Here is the actual ruling, with a hat tip to Steve Milloy (@JunkScience) for the link, and for noting this money quote from the federal court ruling:

“The facts here compellingly established fiduciary misconduct in the form of conflicts of interest and the failure to loyally act solely in the Plan’s best financial interests. BlackRock’s ESG influence is evident throughout administration of the Plan. The belief that ESG considerations confer a license to ignore pecuniary benefits is mistaken. ERISA does not permit a fiduciary to pursue a non-pecuniary interest no matter how noble it might view the aim. Plaintiff therefore proved by a preponderance of the evidence that American [Airlines] disloyally acted with an intent to benefit a party other than Plan participants and in a manner that was not wholly focused on the best financial benefit to the Plan."

Think about the magnitude of that final sentence. American Airlines chose to use the personal savings of its employees’ 401k plan “to benefit a party other than the Plan participants.” Misuse of money by a custodian to which it has been entrusted is a form of theft, and that is what American Airlines and Black Rock did to American Airlines employees. The same is true for every other company allowing Black Rock to mismanage money in service to its anti-freedom political agenda.

There need to be criminal consequences for the individuals at these firms who chose to allow employees’ savings to be illegally misused. (Attention Ken Paxton.)

Will Hild is covering this story well, noting that “Damages have yet to be awarded and the legal fight here is likely far from over, BUT this legal precedent most definitely has BlackRock scrambling... The court found that American Air used BlackRock for their retirement services — and BlackRock prioritized ESG metrics over generating financial returns — thus American Airlines was in violation of its fiduciary duty.
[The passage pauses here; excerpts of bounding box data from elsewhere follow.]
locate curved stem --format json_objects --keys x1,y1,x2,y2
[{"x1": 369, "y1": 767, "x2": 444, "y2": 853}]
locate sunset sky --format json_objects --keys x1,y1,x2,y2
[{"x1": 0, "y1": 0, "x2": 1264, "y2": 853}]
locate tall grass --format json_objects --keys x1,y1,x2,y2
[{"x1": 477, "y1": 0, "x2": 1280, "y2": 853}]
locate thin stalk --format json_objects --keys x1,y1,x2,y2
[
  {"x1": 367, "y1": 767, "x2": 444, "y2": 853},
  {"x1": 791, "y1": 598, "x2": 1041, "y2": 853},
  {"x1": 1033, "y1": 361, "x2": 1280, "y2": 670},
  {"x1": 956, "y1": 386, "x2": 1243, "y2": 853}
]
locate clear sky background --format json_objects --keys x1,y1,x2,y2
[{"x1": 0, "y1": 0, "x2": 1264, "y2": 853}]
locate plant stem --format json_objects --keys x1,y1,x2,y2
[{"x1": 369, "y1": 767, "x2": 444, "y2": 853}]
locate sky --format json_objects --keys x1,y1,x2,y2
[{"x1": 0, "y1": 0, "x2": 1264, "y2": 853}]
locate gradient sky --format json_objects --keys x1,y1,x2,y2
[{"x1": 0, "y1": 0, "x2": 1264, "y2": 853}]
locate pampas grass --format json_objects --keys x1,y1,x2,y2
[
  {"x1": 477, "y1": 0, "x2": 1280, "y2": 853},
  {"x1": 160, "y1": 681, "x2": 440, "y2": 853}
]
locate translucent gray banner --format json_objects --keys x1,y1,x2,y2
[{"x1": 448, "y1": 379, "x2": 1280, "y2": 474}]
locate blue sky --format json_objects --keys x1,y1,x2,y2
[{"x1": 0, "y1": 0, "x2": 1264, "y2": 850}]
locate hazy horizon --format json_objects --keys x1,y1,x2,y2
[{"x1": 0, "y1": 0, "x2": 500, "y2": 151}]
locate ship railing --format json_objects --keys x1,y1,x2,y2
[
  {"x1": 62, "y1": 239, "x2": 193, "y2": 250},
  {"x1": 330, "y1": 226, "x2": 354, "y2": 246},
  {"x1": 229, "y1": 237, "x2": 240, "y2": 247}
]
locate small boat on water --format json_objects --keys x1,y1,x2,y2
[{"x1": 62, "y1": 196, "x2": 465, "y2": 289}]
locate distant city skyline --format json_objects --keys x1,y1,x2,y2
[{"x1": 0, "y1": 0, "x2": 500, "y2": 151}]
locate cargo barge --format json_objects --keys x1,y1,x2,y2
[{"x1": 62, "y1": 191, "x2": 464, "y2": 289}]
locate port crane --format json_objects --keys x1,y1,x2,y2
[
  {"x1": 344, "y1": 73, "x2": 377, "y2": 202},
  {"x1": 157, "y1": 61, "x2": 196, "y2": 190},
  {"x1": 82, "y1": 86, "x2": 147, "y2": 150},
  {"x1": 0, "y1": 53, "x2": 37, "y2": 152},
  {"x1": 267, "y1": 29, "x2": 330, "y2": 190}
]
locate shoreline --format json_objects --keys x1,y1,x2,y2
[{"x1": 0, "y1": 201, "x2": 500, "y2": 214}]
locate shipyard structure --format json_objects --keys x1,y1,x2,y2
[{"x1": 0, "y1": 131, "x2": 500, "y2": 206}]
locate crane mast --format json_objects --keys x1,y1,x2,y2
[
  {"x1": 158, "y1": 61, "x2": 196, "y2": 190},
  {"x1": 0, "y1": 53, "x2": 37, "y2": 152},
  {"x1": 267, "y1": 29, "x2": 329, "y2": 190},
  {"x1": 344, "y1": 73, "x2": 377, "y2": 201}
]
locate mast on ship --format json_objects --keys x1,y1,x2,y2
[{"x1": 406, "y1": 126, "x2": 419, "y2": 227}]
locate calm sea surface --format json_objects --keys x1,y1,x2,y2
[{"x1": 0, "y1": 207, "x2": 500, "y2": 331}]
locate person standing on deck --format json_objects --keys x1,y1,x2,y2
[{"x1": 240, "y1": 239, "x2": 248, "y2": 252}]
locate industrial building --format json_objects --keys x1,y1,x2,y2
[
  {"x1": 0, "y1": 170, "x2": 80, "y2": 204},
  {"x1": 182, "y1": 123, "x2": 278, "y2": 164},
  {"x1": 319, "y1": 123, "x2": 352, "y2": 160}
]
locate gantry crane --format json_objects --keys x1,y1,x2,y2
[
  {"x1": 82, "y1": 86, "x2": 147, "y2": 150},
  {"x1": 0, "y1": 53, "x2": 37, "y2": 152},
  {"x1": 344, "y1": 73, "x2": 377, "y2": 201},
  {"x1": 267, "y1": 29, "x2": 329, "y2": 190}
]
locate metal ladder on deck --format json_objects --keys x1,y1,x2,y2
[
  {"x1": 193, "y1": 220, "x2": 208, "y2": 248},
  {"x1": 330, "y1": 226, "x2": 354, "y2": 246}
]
If this holds, any company that used BlackRock (and thus their funds were used to advance ESG) could be held liable in the same way.

Every corporation that uses Black Rock (and State Street, etc) better start taking a hard look at how those money managers are using proxy votes to illegally advocate for ESG.

Black Rock and its diabolic CEO, Larry Fink, should start lawyering up, since a federal court is now acknowledging that the company deliberately abandoned its fiduciary responsibilities to pursue a political agenda that negatively affected the retirement accounts and savings of millions of victims.